Und ab geht's: Hutter, Lind und Steils stehen hintereinander gereiht in Show-Formation, das Grinsen wie angeknipst auf den Gesichtern, bereit zu entertainen. Szenario an der Supermarktkasse, banaler Alltag. Die schwangere Geigerin, hinter ihr ein junger weißer Mann mit gelangweiltem Blick. Sie findet aber, sein Blick sei eher kritisch oder je nachdem – was ihre Paranoia sonst noch so hergibt. Ein lautes "Sie denkt, dass er denkt, dass sie denkt und so weiter", und schon findet man sich knietief im widerlichen Ressentiment-Morast. Hin und her ballern die Gedanken in ihrem Kopf. Sollte sie Englisch reden, damit er sie für eine Akademikerin hält? Oder lieber Holländisch, aber was ist mit ihrem Akzent? Hält er sie für eine Muslima, weil sie Pastrami, halal, kauft und keinen Schinken? Ja genau, so muss es sein: Er denkt, weil sie eine Muslima ist, nimmt sie ihm den Platz in der Schlange weg, und noch dazu trägt sie einen "Schmarotzer" im Bauch, den er mit seinen Steuergeldern durchfüttern wird.

Hutter, Lind und Steils unterbrechen und widersprechen sich, haken nach, fügen dem gerade eben Gesagten noch eine absurdere Tönung hinzu. Im Moment des Sprechens entwickeln sie die Erzählung. Wahr, unwahr – vielleicht, wer weiß das schon. Nur den Blick, den wenden die drei Spielwütigen nicht ab vom Publikum. Als gebe es kein Entkommen für niemanden.

Amsterdam 2 560 GabrielaNeeb uImmer nach vorne. © Gabriela Neeb

Hier gilt das Prinzip der permanenten Überforderung. So wie im Leben draußen, wo die Meinungen, Ängste und Vorurteile, die eigenen wie die der anderen auf einen einprasseln und man aus diesem Vielklang so etwas wie Wahrheit herausfiltern muss. So ist für die einen eine unbezahlte Gasrechnung aus dem Jahr 1944 ein mahnendes Symbol. Für die anderen nur eine nicht beglichene bürokratische Forderung. Jonathan Hutter fragt gegen Ende, ob das Thema "Juden" nicht langsam mal durchgekaut, abgenutzt, passé sei? "Amsterdam" legt unheimlich überzeugend dar, wie sich alltäglicher, nicht unterbundener Rassismus und unhinterfragte Narrative durch eine Gesellschaft hindurchätzen, bis sie schließlich zu geltendem Recht und zur Staatsdoktrin werden.
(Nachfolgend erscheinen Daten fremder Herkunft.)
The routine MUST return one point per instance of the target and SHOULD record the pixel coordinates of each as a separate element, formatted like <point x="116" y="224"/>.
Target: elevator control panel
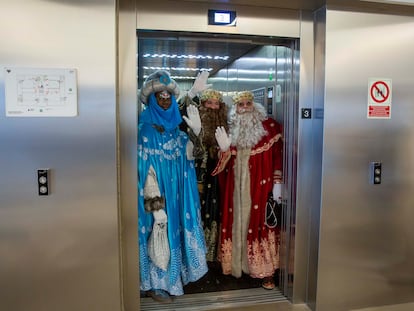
<point x="43" y="181"/>
<point x="375" y="173"/>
Schleichend und schneller als man denkt.

Amsterdam
von Maya Arad Yasur
Deutsch von Matthias Naumann
Deutschsprachige Erstaufführung
Regie: Sapir Heller, Bühne und Kostüme: Anna van Leen, Komposition und Live-Musik: Kim Ramona Ranalter, Licht: Philipp von Bergmann-Kron, Korbinian Wegmann, Dramaturgie: Daphne Ebner.
Mit: Jonathan Hutter, Philipp Lind, Nina Steils.
Premiere am 27. Januar 2019
Dauer: 1 Stunde 40 Minuten, keine Pause

www.muenchner-volkstheater.de

 

Kritikenrundschau

"Ein überraschend leichter Theaterabend, der einem seine schweren Themen in Häppchengröße unterjubelt. Umso schwerer liegen sie dann im Magen", beschreibt Christiane Lutz in der Süddeutschen Zeitung (28.1.2019) die Aufführung. Vor allem im ersten Teil des Abends gelinge ein mitreißendes Spiel um Wahrheitsfindung und Deutungshoheit. So etwas wie generationsübergreifende Schuld gebe es in dieser Inszenierung nicht. "Generationsübergreifende Verantwortung hingegen schon. Auch daran erinnert dieser tonnenschwere und doch so federleichte Theaterabend."

"Man kann sich dieses vorzüglich komponierte Stück beim Lesen gut als Hörspiel vorstellen. Auf der Bühne aber brauchen die Stimmen Körper und benötigt die Erzählung als einen Ort. Das ist die Herausforderung, mit der Sapir Heller aber umzugehen weiß", so Christoph Leibold vom Bayerischen Rundfunk (28.01.2019). 'Amsterdam' sei "ein Konzert von Stimmen, die sich ergänzen, aber eben auch ins Wort fallen und widersprechen". Das Ensemble verleihe den Gedanken im Kopf der Protagonistin körperlichen Ausdruck.

Der Abend sei voll von Finten und überraschenden Wendungen, schreibt Mathias Hejny von der Abendzeitung (29.1.2019). "Das alles geht sehr schnell, ist so intelligent gedacht und gemacht, dass kaum Zeit ist zum Zweifel an der Leichtigkeit des Umgangs mit der Historie."

Michael Schleicher schreibt im Münchner Merkur, das bemerkenswerte Stück sei ein Wirbel um Wahrheit und Wahrnehmung, "ein Spiel der Fragen, Fährten, Feststellungen". Sapir Heller sei klug genug, die Offenheit der Vorlage in ihre Inszenierung zu übernehmen. Jedoch: Der Druck, unter den Heller gerade den ersten Teil setze, mache die Feinheiten des Textes oft platt.